首先是解析配置文件,然后将相应层的feature map 连接起来作为输出

        #If it is a route layer

        elif (x["type"] == "route"):

            x["layers"] = x["layers"].split(',')

            #Start  of a route

            start = int(x["layers"][0])

            #end, if there exists one.

            try:

                end = int(x["layers"][1])

            except:

                end = 0

            #Positive anotation

            if start > 0:

                start = start - index   #start转换成相对于当前layer的偏移

            if end > 0:

                end = end - index       #end转换成相对于当前layer的偏移

            route = EmptyLayer()

            module.add_module("route_{0}".format(index), route)

            if end < 0:   #route层concat当前layer前面的某2个layer,所以index>0是无意义的.

                filters = output_filters[index + start] + output_filters[index + end]

            else:

                filters= output_filters[index + start]

这里我们自定义了一个EmptyLayer

class EmptyLayer(nn.Module):

    def __init__(self):

        super(EmptyLayer, self).__init__()

这里定义EmptyLayer是为了代码的简便起见.在pytorch里定义一个自定义的layer.要写一个类,继承自nn.Module,然后实现forward方法.

关于如何定义一个自定义layer,参见下面的link.

https://pytorch.org/tutorials/beginner/examples_nn/two_layer_net_module.html

import torch

class TwoLayerNet(torch.nn.Module):

    def __init__(self, D_in, H, D_out):

        """

        In the constructor we instantiate two nn.Linear modules and assign them as

        member variables.

        """

        super(TwoLayerNet, self).__init__()

        self.linear1 = torch.nn.Linear(D_in, H)

        self.linear2 = torch.nn.Linear(H, D_out)

    def forward(self, x):

        """

        In the forward function we accept a Tensor of input data and we must return

        a Tensor of output data. We can use Modules defined in the constructor as

        well as arbitrary operators on Tensors.

        """

        h_relu = self.linear1(x).clamp(min=0)

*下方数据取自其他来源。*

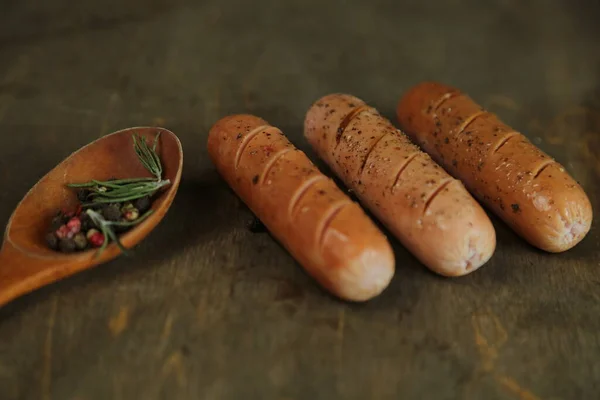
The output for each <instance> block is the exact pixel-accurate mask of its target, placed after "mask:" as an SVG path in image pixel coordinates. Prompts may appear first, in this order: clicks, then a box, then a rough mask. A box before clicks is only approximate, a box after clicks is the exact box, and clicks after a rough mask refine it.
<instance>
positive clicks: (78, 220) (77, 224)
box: [67, 217, 81, 235]
mask: <svg viewBox="0 0 600 400" xmlns="http://www.w3.org/2000/svg"><path fill="white" fill-rule="evenodd" d="M67 228H69V232H70V233H72V234H73V235H75V234H77V233H79V231H80V230H81V220H80V219H79V217H73V218H71V219H70V220H69V222H67Z"/></svg>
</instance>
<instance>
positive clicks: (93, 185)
mask: <svg viewBox="0 0 600 400" xmlns="http://www.w3.org/2000/svg"><path fill="white" fill-rule="evenodd" d="M153 180H154V178H126V179H115V180H112V181H99V180H96V179H92V180H91V181H89V182H84V183H69V184H68V185H67V186H68V187H72V188H89V187H94V186H106V187H111V186H117V185H121V184H124V183H139V182H150V181H153Z"/></svg>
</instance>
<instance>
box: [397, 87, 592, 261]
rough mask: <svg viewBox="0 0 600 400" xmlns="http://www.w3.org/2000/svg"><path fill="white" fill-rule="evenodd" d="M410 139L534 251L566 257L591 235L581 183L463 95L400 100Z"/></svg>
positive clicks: (525, 138)
mask: <svg viewBox="0 0 600 400" xmlns="http://www.w3.org/2000/svg"><path fill="white" fill-rule="evenodd" d="M397 115H398V120H399V122H400V125H401V127H402V128H403V129H404V130H405V131H406V132H407V134H408V135H409V136H410V137H411V138H412V139H413V140H414V141H415V142H417V143H418V144H420V145H421V146H422V148H423V149H425V151H426V152H428V153H429V154H430V155H431V156H432V157H433V158H434V159H435V160H436V161H437V162H439V163H440V164H441V165H442V166H443V167H444V168H445V169H446V170H448V171H449V172H450V173H451V174H452V175H453V176H455V177H456V178H459V179H461V180H462V181H463V182H464V184H465V186H466V187H467V188H468V189H469V190H470V191H471V192H472V193H473V194H474V195H475V196H476V197H477V198H478V199H480V200H481V201H482V202H483V203H484V204H485V205H486V206H487V207H489V208H490V209H491V210H492V211H494V212H495V213H496V214H497V215H498V216H499V217H500V218H502V219H503V220H504V221H505V222H506V223H507V224H508V225H509V226H510V227H511V228H512V229H513V230H514V231H516V232H517V233H518V234H519V235H520V236H522V237H523V238H524V239H525V240H527V241H528V242H529V243H531V244H532V245H534V246H536V247H538V248H540V249H542V250H545V251H548V252H561V251H565V250H568V249H570V248H572V247H573V246H575V245H576V244H577V243H579V242H580V241H581V240H582V239H583V237H584V236H585V235H586V234H587V232H588V231H589V230H590V226H591V223H592V206H591V204H590V201H589V199H588V198H587V196H586V194H585V193H584V191H583V189H582V188H581V187H580V186H579V184H578V183H577V182H576V181H575V180H573V178H572V177H571V176H569V174H568V173H567V172H566V171H565V168H564V167H563V166H561V165H560V164H558V163H557V162H556V161H555V160H554V159H552V158H551V157H550V156H548V155H547V154H545V153H544V152H542V151H541V150H540V149H538V148H537V147H536V146H535V145H533V144H532V143H531V142H530V141H529V140H528V139H527V138H526V137H525V136H523V135H522V134H521V133H519V132H517V131H515V130H514V129H512V128H510V127H509V126H507V125H505V124H504V123H502V121H500V120H499V119H498V117H497V116H496V115H494V114H492V113H490V112H488V111H486V110H484V109H483V108H482V107H481V106H480V105H478V104H477V103H476V102H475V101H473V100H472V99H471V98H470V97H469V96H467V95H466V94H464V93H461V92H460V91H459V90H458V89H456V88H453V87H450V86H446V85H443V84H439V83H434V82H425V83H421V84H419V85H417V86H415V87H414V88H412V89H411V90H409V91H408V92H407V93H406V94H405V96H403V97H402V98H401V100H400V102H399V103H398V107H397Z"/></svg>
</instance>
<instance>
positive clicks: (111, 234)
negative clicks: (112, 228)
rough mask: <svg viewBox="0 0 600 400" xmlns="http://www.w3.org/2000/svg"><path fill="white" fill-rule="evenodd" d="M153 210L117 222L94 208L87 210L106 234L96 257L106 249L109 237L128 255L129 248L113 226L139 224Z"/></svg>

        y_pred = self.linear2(h_relu)

        return y_pred

# N is batch size; D_in is input dimension;

# H is hidden dimension; D_out is output dimension.

N, D_in, H, D_out = 64, 1000, 100, 10

# Create random Tensors to hold inputs and outputs

x = torch.randn(N, D_in)

y = torch.randn(N, D_out)

# Construct our model by instantiating the class defined above

model = TwoLayerNet(D_in, H, D_out)

# Construct our loss function and an Optimizer. The call to model.parameters()

# in the SGD constructor will contain the learnable parameters of the two

# nn.Linear modules which are members of the model.

criterion = torch.nn.MSELoss(reduction='sum')

optimizer = torch.optim.SGD(model.parameters(), lr=1e-4)

for t in range(500):

    # Forward pass: Compute predicted y by passing x to the model

    y_pred = model(x)

    # Compute and print loss

    loss = criterion(y_pred, y)

    print(t, loss.item())

    # Zero gradients, perform a backward pass, and update the weights.

    optimizer.zero_grad()

    loss.backward()

    optimizer.step()

这里由于我们的route layer要做的事情很简单,就是concat两个layer里的feature map,调用torch.cat一行代码的事情,所以没必要定义一个RouteLayer了,直接在代表darknet的nn.Module的forward方法里做concat操作就可以啦.

shorcut层

        #shortcut corresponds to skip connection

        elif x["type"] == "shortcut":

            shortcut = EmptyLayer()

            module.add_module("shortcut_{}".format(index), shortcut)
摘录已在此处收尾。